Quello di Wenders è un cinema “sperimentale” che mette al centro del suo discorso lo sguardo, o meglio il vedere; oltre l’occhio, oltre la materia, oltre tutto.

Il cineasta tedesco ha sempre amato lavorare su tre diversi medium: cinema, video e fotografia; la sua è infatti una continua sperimentazione, anzitutto dal punto di vista narrativo, perché la sua opera evade dalle regole base del racconto, adottando invece delle soluzioni non lineari e mostrando particolarità stilistiche tutte personali; un autore ispirato alla poesia degli occhi e alla melodia del discorso.

Possiamo affermare quindi che quello di Wenders è un modo di “vedere” che, con la sua saggezza, creatività e sensibilità, ha trasceso i confini del linguaggio e anche della nazionalità.

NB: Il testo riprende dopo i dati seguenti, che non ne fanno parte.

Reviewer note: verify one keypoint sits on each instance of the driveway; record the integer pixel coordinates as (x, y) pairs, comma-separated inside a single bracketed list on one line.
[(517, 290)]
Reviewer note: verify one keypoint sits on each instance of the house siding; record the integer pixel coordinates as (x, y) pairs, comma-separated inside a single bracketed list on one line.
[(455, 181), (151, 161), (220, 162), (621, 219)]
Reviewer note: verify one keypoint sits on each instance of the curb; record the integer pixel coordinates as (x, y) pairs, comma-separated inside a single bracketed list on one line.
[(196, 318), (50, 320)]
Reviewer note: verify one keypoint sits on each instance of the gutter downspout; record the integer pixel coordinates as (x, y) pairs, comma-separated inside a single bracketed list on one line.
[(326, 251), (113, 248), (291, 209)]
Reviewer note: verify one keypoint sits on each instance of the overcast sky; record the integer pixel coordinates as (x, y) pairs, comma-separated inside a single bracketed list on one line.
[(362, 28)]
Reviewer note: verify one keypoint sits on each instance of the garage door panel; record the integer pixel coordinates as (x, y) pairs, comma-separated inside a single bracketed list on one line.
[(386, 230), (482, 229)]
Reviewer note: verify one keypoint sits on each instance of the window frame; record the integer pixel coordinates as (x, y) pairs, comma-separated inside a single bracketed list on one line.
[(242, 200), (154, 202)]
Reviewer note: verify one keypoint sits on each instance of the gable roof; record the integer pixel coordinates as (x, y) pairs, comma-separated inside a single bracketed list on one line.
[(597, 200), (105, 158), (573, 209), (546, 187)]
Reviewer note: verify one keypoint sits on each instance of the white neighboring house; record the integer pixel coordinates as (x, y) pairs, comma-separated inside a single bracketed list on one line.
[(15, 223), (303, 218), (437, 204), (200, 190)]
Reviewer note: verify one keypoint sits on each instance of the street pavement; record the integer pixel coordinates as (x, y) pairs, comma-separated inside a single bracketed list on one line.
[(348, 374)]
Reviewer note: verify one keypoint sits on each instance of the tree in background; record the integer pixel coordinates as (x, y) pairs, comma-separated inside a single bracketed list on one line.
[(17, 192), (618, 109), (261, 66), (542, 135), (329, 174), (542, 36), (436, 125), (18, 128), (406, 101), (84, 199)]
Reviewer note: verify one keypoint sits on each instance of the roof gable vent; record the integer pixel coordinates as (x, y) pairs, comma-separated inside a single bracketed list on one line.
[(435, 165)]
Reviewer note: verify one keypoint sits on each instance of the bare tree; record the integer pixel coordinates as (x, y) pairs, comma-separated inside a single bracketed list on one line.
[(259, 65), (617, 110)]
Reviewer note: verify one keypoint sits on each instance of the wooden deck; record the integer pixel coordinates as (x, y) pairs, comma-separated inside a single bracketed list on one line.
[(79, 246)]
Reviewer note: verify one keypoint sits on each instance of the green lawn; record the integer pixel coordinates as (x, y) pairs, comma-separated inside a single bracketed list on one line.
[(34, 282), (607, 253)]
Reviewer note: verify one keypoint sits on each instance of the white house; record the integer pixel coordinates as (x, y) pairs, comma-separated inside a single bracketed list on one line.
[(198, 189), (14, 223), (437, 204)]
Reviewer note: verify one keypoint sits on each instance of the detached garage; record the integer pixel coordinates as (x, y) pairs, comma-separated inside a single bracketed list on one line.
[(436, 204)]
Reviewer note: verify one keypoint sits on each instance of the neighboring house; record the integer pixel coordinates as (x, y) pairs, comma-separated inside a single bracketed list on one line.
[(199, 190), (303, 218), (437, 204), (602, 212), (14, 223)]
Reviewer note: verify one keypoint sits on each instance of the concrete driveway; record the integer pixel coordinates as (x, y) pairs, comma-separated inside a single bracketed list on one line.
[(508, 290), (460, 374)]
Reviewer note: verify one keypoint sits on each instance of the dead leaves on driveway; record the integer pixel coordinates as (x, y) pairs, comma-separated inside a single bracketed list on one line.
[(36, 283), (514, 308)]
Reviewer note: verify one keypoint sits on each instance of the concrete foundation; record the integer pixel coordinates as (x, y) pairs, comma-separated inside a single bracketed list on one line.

Il tipo stesso di ripresa rispecchia questa visione: riprese per lo più frontali o laterali ad angolo retto, la macchina quasi sempre ferma, con nessun primo piano stretto. Ciò ci restituisce uno sguardo “raffreddato”, un po’ come in Antonioni, e in questa visione cose e persone vengono distanziate, allontanate, vengono lasciate nel loro spazio, rendendole entità figurali straniate, in cui è difficile identificarsi. Ciò di conseguenza fa abbassare la soglia di intensità, permettendo un pensiero per immagini, cioè senza il disturbo delle eccitazioni spettacolari. Il nostro guardare non è concentrato sulla trama, ma sul tempo che passa mentre guardiamo.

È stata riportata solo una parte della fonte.